AAR has standing to claim that the state law violates the Fifth Amendment by allowing a taking of private property for private -- rather than public -- use, allowed Novak. However, he said that claim fails on the merits. "The scheme” enacted by the state law “is rationally related to a conceivable public purpose: rapid expansion of telecommunications access to residents of the Commonwealth."
The railroad group also has standing to claim a 14th Amendment violation of due process rights, said Novak, but that too fails on the merits. “That railroads must petition the [commission] when they allege unjust compensation rather than bring tortious interference claims against state officials does not plausibly deprive railroads of 'due process,'” he wrote. “And railroads remain free to initiate inverse-condemnation claims under an ‘implied contract’ theory in Virginia state courts." Also, he said the Virginia law provides "meaningful procedures, permitting railroads to receive fast-track review from the SCC regarding allegations of inadequate compensation."
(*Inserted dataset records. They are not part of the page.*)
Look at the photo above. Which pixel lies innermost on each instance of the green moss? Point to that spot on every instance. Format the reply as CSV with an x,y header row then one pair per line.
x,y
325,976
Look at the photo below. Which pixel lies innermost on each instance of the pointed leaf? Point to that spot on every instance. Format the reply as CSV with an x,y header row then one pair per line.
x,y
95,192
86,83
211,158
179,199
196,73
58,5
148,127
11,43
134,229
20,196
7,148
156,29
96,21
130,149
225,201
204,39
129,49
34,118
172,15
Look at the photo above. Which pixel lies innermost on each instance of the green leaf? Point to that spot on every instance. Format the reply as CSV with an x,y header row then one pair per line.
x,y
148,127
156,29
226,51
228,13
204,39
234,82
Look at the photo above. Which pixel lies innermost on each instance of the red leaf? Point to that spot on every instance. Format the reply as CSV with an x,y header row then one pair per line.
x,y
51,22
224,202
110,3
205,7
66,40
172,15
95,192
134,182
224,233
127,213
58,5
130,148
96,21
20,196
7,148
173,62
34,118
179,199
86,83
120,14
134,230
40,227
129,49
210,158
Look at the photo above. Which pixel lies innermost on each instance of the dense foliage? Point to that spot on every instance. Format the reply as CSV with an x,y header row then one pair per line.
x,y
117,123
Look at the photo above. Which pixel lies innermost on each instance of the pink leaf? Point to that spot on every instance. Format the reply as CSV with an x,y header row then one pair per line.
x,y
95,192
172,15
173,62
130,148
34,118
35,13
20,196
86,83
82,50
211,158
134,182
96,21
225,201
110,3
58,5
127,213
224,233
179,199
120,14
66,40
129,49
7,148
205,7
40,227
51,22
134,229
Sovereign immunity bars two other counts claiming that the defendants violated state law, the judge ruled. An exception to the sovereign immunity defense covers claims about violating federal -- not state -- laws, he said. While AAR argued that sovereign immunity doesn’t cover actions by defendants in individual rather than official capacities, Novak disagreed they were individual actions. "Plaintiff's purportedly individual-capacity state claims are in substance official capacity claims barred by state sovereign immunity,” he wrote.
The exception to sovereign immunity could have applied to the railroad groups’ federal law claims against the commission’s Hudson, though not other state defendants who don't enforce the ISP railroad access law, said the judge. But the judge dismissed the counts that would have applied to Hudson for reasons mentioned above. In addition, Novak said that even if the state law claims weren't dismissed on sovereign immunity grounds, the court “declines to exercise supplemental jurisdiction over them, given the dismissal of all federal claims.”